What we learn from all of this, and from thinking about it, is that Miss America is in crisis. The removal of the old board and the introduction of a new leadership has caused a break. Many people feel they were basically told the competition had to either drop the swimsuit portion, or be dropped by ABC. It is now clear that was never the case, and they feel lied to.
However a bigger break seems to be a fight over the wording of the contracts. The new leadership, if I am reading what is going on correctly, seems to want to make Miss America an at will employee of the Miss America organization. Weather they would remove her without good cause is hard to say, but I can see people not wanting to make removal easier. There is also talk of giving her bonuses if she does her job well.
Such changes are a lot bigger than ending the swim suit competition and opening the processional to any outfit, not just evening gowns.
Also unclear is how the trickle down from the national organization works. Will all state competitions no longer be allowed swim suit competitions and evening gowns as of next year.
Related to this there has been some argument over the amount of scholarship money given out by Miss America. It used to claim $45 million, but only around $2 million is actually traced. One issue often overlooked is scholarship awards are a funky thing.
Miss America compensated winners in furs and movie contracts in the 1930s. In 1944 it began giving out college scholarships. However contestants must be between age 18 and 26. Maybe it is time to reconsider the top age and move to 30. Either way, not all 26-year-olds will be going to college within the allowed time for the scholarship money. Others will have bills below what they win. This might not be a direct likelihood for those people the top prize, but many of these contestants will have other scholarship sources. So like most scholarships that awarded and that paid out is not the same.
However Miss America has another problem. It is actually the main motivation behind dropping the swim suit competition, although I am not sure that change will fix the other problem. In the 1980s annual competitors within the system could number 85,000. This year, only 4,000 women entered into the competition at its sub-state level feeder competitions.

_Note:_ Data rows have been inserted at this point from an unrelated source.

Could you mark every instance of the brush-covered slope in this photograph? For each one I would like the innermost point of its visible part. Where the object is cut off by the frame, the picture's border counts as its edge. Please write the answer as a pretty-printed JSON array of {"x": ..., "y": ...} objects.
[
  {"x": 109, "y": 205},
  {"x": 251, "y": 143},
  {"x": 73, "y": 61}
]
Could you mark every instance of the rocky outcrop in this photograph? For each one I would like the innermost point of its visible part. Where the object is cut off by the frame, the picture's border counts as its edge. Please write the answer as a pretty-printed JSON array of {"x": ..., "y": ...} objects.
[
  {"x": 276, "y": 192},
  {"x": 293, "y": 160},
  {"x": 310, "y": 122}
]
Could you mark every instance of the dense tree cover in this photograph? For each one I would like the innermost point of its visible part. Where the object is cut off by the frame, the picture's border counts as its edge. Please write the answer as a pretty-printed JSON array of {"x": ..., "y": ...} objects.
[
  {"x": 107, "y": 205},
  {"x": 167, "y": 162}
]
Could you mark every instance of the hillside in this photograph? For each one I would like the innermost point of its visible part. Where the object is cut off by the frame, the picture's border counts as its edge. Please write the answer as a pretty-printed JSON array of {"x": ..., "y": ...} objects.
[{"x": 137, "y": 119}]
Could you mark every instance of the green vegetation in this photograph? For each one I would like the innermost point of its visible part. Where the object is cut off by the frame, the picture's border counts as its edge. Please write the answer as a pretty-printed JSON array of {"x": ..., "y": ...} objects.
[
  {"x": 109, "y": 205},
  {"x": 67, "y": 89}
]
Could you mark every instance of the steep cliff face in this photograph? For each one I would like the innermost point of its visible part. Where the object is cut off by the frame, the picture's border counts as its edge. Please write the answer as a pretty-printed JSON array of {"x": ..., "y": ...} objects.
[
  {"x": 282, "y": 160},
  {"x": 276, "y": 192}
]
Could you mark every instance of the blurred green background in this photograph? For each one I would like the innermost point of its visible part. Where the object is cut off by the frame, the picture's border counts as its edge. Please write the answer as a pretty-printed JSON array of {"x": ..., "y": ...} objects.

Why this is I cant say for sure. Marriage rates for women in this age bracket have dropped. Have any competitors with out-of-wedlock children ever participated? Even if they are not formally barred, post-pregnant bodies are a hard fight against those that were never such in many cases.
There are many other issues. There are lots more options for women in sports, other scholarship options have also multiplied. Social stigma against pageants has increased. At the same time all youth organizations have struggled. Boy Scouts a little less since the LDS-Church propped it up, but the break between the LDS Church an Boy Scouts may have been because the system called for a level of social capital not workable any more. It also was mainly just the LDS Church and BSA and Boy Scouts Canada, and only on the boys not the girls side. All this made the attempt of leaders of the Church of Jesus Christ of Latter-day Saints such as Russell M. Nelson to create a unifying worldwide program only workable if scouts was left behind.
There is another possible issue. This is competition inflation. Basically over time people run up the stakes of competitions by trying harder and harder to win. This increases the direct financial costs of winning and more often the opportunity cost, the amount of time diverted to winning as opposed to other things.
Closely related to this is the likelihood that the number of local level competitions has fallen. Whenever such a competition folds, it probably decreases the likelihood people will participate.
Right now Miss America is facing the effects of years of fewer competitors and apparently a loss of sponsors. The new contracts seem to say your scholarship money is unsure, and you will be more at will. I can see why people are reluctant to sign such especially with a lack of transparency at the top. Rewriting the contracts the same year the competition itself was so fully reformatted was a very bad idea.